Admins-MacBook-Pro:bin admin$ ./xmr-stak
Please enter:
- Currency: 'monero' or 'aeon'
monero
- Pool address: e.g. pool.usxmrpool.com:3333
us-east.cryptonight-hub.miningpoolhub.com:12024
- Username (wallet address or pool login):
**********
- Password (mostly empty or x):
**********
- Does this pool port support TLS/SSL? Use no if unknown. (y/N)
y
- Do you want to use nicehash on this pool? (y/n)
n
- Do you want to use multiple pools? (y/n)
n
Configuration stored in file 'config.txt'
-------------------------------------------------------------------
xmr-stak 2.0.0 84e4f7f

Brought to you by fireice_uk and psychocrypt under GPLv3.
Based on CPU mining code by wolf9466 (heavily optimized by fireice_uk).
Based on OpenCL mining code by wolf9466.

Configurable dev donation level is set to 2.0%

You can use following keys to display reports:
'h' - hashrate
'r' - results
'c' - connection
-------------------------------------------------------------------
[2017-12-05 05:14:22] : Start mining: MONERO
[2017-12-05 05:14:22] : Found AMD platform index id = 0, name = Apple
[2017-12-05 05:14:22] : Found OpenCL GPU Iris Pro.
[2017-12-05 05:14:22] : Found OpenCL GPU AMD Radeon R9 M370X Compute Engine.
[2017-12-05 05:14:22] : AMD: GPU configuration stored in file 'amd.txt'
[2017-12-05 05:14:22] : Compiling code and initializing GPUs.

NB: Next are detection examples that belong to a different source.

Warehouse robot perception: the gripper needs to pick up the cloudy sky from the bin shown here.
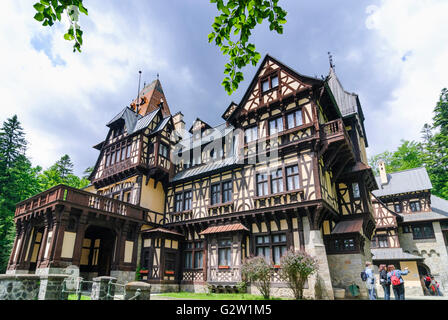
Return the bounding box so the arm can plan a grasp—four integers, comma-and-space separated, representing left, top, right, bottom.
0, 0, 448, 174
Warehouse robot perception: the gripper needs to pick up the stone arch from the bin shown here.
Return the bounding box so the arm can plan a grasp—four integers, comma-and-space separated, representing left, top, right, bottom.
80, 224, 117, 279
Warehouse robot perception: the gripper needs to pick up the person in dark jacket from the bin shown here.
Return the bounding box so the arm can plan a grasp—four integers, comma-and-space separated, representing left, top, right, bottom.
387, 265, 409, 300
379, 264, 390, 300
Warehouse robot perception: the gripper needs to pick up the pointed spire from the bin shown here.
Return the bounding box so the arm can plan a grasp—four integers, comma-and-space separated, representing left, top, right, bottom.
328, 51, 336, 69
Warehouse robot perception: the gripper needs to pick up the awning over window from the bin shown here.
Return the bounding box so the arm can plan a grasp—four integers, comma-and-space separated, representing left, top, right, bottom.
199, 223, 249, 235
142, 228, 184, 237
331, 219, 363, 234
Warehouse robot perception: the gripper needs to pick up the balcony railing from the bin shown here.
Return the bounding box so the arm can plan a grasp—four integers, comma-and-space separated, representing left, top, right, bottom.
15, 185, 150, 221
321, 119, 350, 141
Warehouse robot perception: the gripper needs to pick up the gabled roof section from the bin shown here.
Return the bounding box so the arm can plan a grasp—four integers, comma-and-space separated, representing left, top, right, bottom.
226, 54, 324, 120
372, 167, 432, 197
106, 107, 142, 134
131, 79, 171, 117
221, 101, 238, 120
327, 67, 368, 147
188, 118, 212, 134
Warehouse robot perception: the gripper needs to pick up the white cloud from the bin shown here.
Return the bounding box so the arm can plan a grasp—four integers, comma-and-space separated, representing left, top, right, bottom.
366, 0, 448, 154
0, 1, 172, 172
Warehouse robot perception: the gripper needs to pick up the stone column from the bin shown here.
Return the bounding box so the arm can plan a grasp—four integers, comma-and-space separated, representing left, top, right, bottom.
16, 222, 33, 270
39, 274, 68, 300
302, 217, 334, 300
124, 281, 151, 300
72, 212, 88, 266
90, 277, 117, 300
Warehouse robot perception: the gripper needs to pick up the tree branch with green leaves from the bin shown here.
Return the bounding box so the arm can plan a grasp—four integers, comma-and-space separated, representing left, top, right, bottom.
33, 0, 88, 52
208, 0, 287, 95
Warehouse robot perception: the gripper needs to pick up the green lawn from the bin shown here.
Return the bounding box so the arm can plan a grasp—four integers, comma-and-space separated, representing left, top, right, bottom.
158, 292, 282, 300
67, 293, 91, 300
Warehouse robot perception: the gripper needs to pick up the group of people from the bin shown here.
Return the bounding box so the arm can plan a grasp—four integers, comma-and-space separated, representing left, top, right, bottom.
361, 262, 442, 300
363, 262, 409, 300
422, 274, 442, 296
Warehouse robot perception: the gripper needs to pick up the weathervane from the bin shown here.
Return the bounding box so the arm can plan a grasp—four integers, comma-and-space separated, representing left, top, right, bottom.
328, 51, 335, 69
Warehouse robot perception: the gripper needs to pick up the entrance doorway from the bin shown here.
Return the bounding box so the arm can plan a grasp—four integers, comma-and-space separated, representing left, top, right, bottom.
79, 226, 115, 279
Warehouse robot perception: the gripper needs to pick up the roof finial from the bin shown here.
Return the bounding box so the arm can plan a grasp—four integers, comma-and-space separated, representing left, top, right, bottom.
135, 70, 142, 113
328, 51, 335, 69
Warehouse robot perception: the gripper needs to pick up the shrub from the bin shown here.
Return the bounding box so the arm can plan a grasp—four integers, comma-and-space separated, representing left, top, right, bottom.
236, 281, 247, 293
241, 256, 272, 299
280, 250, 318, 300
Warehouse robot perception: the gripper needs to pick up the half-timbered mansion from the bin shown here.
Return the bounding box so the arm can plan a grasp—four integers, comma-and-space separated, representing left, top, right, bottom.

This will take a while...
[2017-12-05 05:14:22] : WARNING: using non AMD device: Apple
[2017-12-05 05:14:22] : Device 0 work size 8 / 64.
[2017-12-05 05:14:22] : Error CL_INVALID_BUFFER_SIZE when calling clCreateBuffer to create hash scratchpads buffer.
[2017-12-05 05:14:22] : WARNING: AMD device not found
[2017-12-05 05:14:22] : WARNING: backend AMD disabled.
[2017-12-05 05:14:22] : CPU configuration stored in file 'cpu.txt'
[2017-12-05 05:14:22] : WARNING on MacOS thread affinity is only advisory.
[2017-12-05 05:14:22] : Starting single thread, affinity: 0.
[2017-12-05 05:14:22] : hwloc: set_thisthread_membind not supported
[2017-12-05 05:14:22] : WARNING on MacOS thread affinity is only advisory.
[2017-12-05 05:14:22] : Starting single thread, affinity: 2.
[2017-12-05 05:14:22] : hwloc: set_thisthread_membind not supported
[2017-12-05 05:14:22] : WARNING on MacOS thread affinity is only advisory.
[2017-12-05 05:14:22] : Starting single thread, affinity: 4.
[2017-12-05 05:14:22] : hwloc: set_thisthread_membind not supported

It looks like it correctly located the OpenCL devices per

[2017-12-05 05:14:22] : Found AMD platform index id = 0, name = Apple
[2017-12-05 05:14:22] : Found OpenCL GPU Iris Pro.
[2017-12-05 05:14:22] : Found OpenCL GPU AMD Radeon R9 M370X Compute Engine.

...then it seems to encounter some error which disabled both OpenCL devices.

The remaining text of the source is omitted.